Without the bolded "inline", the following "thingy.hpp" still compiles, but fails to link if it's #included from more than one .cpp file. Inlining the specialization fixes it. Does anyone know why? Is there a way to do the same thing without inlining the function?

The relevant part of the linker error is "multiple definition of `void thingy::set<std::basic_string..." if that helps at all.



#ifndef THINGY_H_
#define THINGY_H_

#include <string>
#include <sstream>
using namespace std;

class thingy
{
public:
template<typename T>
void set(const T & s);
private:
string value;
};

template<typename T>
void thingy::set(const T & s)
{
stringstream ss;
ss << s;
ss >> value;
}

template<>
inline void thingy::set<string>(const string & s)
{
value = s;
}

#endif

hod139
July 18th, 2007, 08:54 PM
Member function template specializations do not belong in a header file, as they will be defined multiple times, once for each inclusion (as you just saw). It should be defined once in a Thingy.cpp file. If you cut


template<>
void thingy::set<string>(const string & s)
{
value = s;
}and paste it in the implementation file Thingy.cpp, everything should work fine.

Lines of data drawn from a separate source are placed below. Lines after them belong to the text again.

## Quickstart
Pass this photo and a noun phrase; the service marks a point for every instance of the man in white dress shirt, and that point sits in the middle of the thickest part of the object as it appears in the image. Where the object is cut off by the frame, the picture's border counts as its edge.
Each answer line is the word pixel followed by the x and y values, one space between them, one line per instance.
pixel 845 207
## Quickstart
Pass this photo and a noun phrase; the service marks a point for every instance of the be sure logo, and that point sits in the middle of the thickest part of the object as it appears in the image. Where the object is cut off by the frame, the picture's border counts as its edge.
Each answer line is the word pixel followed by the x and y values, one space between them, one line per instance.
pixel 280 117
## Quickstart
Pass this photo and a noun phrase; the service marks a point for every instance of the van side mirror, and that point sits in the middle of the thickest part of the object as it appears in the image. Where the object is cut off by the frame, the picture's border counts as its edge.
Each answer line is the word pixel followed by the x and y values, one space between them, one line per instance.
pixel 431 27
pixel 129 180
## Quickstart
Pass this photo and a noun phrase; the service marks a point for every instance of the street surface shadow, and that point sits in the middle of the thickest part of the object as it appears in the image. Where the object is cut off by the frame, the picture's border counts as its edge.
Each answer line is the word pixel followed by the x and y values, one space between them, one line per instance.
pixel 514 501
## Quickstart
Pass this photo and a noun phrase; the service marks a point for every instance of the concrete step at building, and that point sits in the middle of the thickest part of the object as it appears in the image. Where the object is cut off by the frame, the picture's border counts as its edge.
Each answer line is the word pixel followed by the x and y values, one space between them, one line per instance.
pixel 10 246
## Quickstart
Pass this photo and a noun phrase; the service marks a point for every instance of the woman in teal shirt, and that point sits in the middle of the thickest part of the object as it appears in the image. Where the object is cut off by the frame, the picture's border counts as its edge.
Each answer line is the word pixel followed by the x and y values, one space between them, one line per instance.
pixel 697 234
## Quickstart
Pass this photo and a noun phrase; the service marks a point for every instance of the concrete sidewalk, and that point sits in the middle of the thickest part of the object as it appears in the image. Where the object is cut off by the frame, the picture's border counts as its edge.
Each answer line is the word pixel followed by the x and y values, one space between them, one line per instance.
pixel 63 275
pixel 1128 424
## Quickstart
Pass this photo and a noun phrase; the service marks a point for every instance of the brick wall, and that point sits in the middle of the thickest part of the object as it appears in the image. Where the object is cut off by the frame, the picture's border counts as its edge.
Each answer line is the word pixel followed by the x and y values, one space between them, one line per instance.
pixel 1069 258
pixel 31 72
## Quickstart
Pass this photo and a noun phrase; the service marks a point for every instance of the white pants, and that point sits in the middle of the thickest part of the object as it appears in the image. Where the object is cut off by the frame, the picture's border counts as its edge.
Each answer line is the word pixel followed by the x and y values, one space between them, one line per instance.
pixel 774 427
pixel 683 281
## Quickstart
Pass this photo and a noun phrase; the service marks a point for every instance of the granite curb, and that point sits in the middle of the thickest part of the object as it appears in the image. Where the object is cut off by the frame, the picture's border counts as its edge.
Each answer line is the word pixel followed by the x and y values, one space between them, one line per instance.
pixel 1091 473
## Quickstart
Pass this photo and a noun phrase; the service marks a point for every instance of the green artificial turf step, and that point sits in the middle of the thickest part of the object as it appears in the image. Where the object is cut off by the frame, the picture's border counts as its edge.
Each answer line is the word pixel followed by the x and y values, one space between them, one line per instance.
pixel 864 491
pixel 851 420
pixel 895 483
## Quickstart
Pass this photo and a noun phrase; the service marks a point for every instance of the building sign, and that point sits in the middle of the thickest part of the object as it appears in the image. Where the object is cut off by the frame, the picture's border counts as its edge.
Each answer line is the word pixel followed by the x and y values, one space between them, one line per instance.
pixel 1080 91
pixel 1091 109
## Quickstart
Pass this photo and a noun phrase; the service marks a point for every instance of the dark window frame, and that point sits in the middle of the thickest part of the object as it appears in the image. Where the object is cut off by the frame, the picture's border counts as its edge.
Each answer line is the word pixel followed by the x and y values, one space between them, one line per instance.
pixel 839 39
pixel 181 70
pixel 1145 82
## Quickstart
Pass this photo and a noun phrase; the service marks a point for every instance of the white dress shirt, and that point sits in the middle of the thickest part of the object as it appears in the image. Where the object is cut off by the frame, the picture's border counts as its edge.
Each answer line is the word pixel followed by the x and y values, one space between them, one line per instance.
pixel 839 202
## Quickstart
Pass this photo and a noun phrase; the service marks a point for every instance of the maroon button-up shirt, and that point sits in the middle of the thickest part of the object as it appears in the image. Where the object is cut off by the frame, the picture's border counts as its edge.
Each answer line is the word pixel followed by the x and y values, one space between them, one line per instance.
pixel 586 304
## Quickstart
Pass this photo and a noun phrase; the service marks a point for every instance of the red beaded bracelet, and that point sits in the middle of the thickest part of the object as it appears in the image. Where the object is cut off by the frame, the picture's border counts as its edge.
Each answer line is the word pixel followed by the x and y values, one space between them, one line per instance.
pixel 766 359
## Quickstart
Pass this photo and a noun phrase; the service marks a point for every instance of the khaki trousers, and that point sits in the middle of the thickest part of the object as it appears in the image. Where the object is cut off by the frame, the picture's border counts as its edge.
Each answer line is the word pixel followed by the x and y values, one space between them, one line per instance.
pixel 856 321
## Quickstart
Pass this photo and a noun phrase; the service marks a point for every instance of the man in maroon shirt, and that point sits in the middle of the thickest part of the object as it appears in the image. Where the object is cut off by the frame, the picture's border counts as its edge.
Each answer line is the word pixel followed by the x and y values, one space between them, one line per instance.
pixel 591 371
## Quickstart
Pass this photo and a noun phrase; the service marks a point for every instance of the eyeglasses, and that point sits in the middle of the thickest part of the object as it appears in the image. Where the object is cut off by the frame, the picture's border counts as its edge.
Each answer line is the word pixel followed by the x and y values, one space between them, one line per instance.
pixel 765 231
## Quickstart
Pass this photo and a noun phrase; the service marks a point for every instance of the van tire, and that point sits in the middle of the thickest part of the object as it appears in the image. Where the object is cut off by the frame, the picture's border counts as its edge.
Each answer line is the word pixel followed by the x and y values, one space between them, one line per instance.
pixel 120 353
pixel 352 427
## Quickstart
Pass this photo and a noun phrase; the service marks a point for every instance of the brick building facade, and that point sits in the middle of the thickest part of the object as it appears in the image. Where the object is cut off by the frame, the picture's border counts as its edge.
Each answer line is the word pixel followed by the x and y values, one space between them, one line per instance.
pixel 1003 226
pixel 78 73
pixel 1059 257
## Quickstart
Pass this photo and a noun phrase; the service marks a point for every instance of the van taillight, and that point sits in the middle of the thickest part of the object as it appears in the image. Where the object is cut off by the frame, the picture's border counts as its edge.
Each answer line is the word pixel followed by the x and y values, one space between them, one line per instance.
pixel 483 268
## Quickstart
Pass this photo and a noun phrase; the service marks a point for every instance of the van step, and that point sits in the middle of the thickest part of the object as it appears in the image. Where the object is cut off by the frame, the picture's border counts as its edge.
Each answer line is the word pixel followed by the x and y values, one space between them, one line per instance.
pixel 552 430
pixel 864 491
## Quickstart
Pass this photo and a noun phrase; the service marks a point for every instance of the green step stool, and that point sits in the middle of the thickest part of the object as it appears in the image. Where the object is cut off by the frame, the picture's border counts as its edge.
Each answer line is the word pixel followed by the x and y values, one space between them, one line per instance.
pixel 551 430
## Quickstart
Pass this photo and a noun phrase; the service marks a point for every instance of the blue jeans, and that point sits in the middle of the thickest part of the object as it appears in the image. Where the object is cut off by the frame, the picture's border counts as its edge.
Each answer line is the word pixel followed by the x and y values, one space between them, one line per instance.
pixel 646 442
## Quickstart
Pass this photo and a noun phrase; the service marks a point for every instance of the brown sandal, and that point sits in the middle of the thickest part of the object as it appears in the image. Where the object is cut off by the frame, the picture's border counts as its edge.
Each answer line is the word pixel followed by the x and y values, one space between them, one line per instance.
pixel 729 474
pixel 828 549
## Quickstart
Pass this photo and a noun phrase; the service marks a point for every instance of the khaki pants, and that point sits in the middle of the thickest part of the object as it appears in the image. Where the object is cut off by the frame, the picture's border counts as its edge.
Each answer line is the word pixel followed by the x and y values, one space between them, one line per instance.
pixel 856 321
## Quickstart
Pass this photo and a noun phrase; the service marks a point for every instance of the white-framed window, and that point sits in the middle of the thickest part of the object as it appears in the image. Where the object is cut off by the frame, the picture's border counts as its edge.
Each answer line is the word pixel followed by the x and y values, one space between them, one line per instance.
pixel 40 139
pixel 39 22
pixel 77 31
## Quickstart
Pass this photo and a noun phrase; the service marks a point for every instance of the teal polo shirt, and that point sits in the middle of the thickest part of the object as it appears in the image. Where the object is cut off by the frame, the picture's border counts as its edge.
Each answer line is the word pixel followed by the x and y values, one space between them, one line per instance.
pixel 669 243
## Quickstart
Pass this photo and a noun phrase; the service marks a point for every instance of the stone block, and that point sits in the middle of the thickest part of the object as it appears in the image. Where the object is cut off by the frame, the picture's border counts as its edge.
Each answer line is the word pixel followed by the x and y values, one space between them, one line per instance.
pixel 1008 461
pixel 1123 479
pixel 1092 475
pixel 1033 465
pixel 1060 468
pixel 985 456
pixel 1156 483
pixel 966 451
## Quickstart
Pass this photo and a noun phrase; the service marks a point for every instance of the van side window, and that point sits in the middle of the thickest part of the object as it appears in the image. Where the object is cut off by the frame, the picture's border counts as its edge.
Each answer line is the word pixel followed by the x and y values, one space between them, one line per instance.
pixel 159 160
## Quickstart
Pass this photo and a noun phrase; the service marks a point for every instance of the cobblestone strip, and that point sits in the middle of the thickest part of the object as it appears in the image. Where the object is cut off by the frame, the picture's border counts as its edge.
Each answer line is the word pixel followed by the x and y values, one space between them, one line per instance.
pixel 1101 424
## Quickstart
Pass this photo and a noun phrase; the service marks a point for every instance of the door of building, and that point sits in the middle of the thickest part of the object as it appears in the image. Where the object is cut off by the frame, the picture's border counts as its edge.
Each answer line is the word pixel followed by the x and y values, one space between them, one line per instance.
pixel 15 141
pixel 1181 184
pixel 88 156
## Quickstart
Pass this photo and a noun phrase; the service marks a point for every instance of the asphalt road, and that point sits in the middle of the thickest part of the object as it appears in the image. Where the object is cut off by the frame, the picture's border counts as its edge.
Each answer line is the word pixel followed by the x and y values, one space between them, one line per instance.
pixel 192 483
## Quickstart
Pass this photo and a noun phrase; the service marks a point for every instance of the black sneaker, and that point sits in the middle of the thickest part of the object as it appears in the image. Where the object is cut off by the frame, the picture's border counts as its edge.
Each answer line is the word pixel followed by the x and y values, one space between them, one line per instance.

However, there is another solution. Why use template specialization at all?


#ifndef THINGY_H_
#define THINGY_H_

#include <string>
#include <sstream>

using namespace std;

class thingy
{
public:
template<typename T> void set(const T & s);
void set(const string & s)
{
value = s;
}
private:
string value;
};

template<typename T>
void thingy::set(const T & s)
{
stringstream ss;
ss << s;
ss >> value;
}
#endif
When the function set is called with a string, it will use the non templated function. Else, it will instantiate a function for the calling type.

Soybean
July 18th, 2007, 09:53 PM
Member function template specializations do not belong in a header file, as they will be defined multiple times, once for each inclusion (as you just saw). It should be defined once in a Thingy.cpp file.
Ahh... ok! That makes sense. I had the two things categorized together in my head, but I guess the specialization is really closer to a normal function definition.


However, there is another solution. Why use template specialization at all?
Heh... I considered something similar to your suggestion. But then I read a bit about how overloading interacts with templates. I got confused by the rules governing the decision between set(string) and set<string>(T), so I decided to go with template specialization since it seemed like the less confusing option. ;)

Anyway, thanks for your help! :) I'll try both, and maybe read up a bit more thoroughly on the overloading rules.